Monitoring & Incident Response
Deploying real-time monitoring tools and an incident response plan to detect and mitigate potential cyber incidents promptly.
Access Control
Enforcing strict access controls and privileges to limit access to sensitive data and systems.
Employee Training
Providing comprehensive cybersecurity trainings for employees and personnel to raise awareness of potential threats and best security practices.
Differences between IT and OT Security
Overall, both OT security and IT security are essential aspects of overall cybersecurity for organizations. As the convergence of IT and OT continues, bridging the gap between the two disciplines becomes crucial to create a comprehensive cybersecurity strategy that protects both digital assets and critical infrastructure.
OT Security
Scope and Focus
- Securing industrial control systems
- Supervisory control and data acquisition systems (SCADA-systems)

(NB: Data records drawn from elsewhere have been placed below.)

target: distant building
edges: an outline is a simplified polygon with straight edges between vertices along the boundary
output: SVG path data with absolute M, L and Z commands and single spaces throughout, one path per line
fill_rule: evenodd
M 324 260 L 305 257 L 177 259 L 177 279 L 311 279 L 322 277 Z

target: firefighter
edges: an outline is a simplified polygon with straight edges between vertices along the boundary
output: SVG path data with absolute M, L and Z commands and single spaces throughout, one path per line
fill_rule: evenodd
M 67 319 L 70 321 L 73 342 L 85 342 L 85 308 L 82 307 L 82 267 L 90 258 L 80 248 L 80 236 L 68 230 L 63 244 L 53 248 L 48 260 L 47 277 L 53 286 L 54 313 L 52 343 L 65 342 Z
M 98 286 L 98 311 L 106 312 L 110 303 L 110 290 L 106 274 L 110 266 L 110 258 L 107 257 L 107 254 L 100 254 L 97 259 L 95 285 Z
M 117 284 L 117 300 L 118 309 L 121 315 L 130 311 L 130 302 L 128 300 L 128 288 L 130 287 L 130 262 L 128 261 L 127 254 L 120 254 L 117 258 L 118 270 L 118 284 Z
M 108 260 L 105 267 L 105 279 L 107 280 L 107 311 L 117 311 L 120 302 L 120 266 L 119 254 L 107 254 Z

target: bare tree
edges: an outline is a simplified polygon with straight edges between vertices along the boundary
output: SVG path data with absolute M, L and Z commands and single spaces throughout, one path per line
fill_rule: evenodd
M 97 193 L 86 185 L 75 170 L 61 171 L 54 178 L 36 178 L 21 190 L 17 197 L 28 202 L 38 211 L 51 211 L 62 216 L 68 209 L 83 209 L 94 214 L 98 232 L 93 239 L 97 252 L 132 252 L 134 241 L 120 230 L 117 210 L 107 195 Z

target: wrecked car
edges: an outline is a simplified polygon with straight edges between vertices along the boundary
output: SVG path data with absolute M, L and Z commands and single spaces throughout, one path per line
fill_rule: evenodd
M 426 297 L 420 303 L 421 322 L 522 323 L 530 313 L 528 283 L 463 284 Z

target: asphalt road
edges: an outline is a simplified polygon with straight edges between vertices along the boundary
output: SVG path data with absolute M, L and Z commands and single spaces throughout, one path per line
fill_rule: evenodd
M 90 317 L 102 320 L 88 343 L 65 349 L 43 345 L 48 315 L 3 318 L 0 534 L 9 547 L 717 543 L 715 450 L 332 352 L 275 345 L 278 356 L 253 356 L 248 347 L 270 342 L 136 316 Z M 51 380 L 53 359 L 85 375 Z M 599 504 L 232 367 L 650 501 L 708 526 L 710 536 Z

- Protection of physical processes and machinery
- Prevention of cyber operational disruptions
- Safety hazards or environmental risks
Technology and Environment
- Securing specialized devices like sensors, programmable logic controllers (PLCs), distributed control systems (DCS), and industrial machinery
- Real-time operations, legacy systems, proprietary protocols
- Focus on reliability and availability
Objectives
- Ensure the continues and safe operation of critical infrastructure processes
- Preventing cyber-physical incidents that can result in operational downtime, equipment damage und physical harm
Risk tolerances
- Often prioritizes safety and reliability over immediate patching and updates due to the potential impact on industrial operations.
- Certain vulnerabilities might remain unpatched for extended periods, leading to a higher tolerance for some risks
Regulatory landscape
- Critical industries infrastructure, such as energy, manufacturing, transportation, and utilities, are subject to specific regulations and standards concerning OT security.
- Compliance requirements often differ from traditional IT security regulation
Skillset and expertise
- OT security professionals require a deep understanding of industrial processes, SCADA systems, ICS protocols, and specific industry challenges.
- They need expertise in securing complex physical systems and mitigating cyber-physical risks.
IT Security
Scope and Focus
- Safeguarding information technology systems, networks, servers, computers and data in business and enterprise environment
- Protect sensitive data, maintain data integrity, ensure confidentiality, and prevent unauthorized access to corporate information
Technology and Environment
- Securing general-purpose computer devices like laptops, desktops, servers, cloud infrastructure, mobile devices, and web applications
- Focus on efficiency, scalability, and data processing
Objectives
- Protect data confidentiality, integrity and availability
- Preventing data breaches, intellectual property theft and other cyber incidents that could lead into financial losses, reputational damage, and compliance issues.
Risk Tolerances
- IT environment typically more dynamic and responsive to immediate threats
- Regular patching, updates, and vulnerability management are common practices in IT Security to reduce the risks of cyber attacks
Regulatory landscape
- Subject to various industry standards and data protection regulations, such as GDPR, HIPAA, and PCI DSS, depending on the nature of the organization's operations and data handlings
Skillset and expertise
- IT security professionals focus on network security, cryptography, endpoint protection, application security, and data security.
- They are adept at addressing traditional cyber threats, such as malware, phishing, and unauthorized access.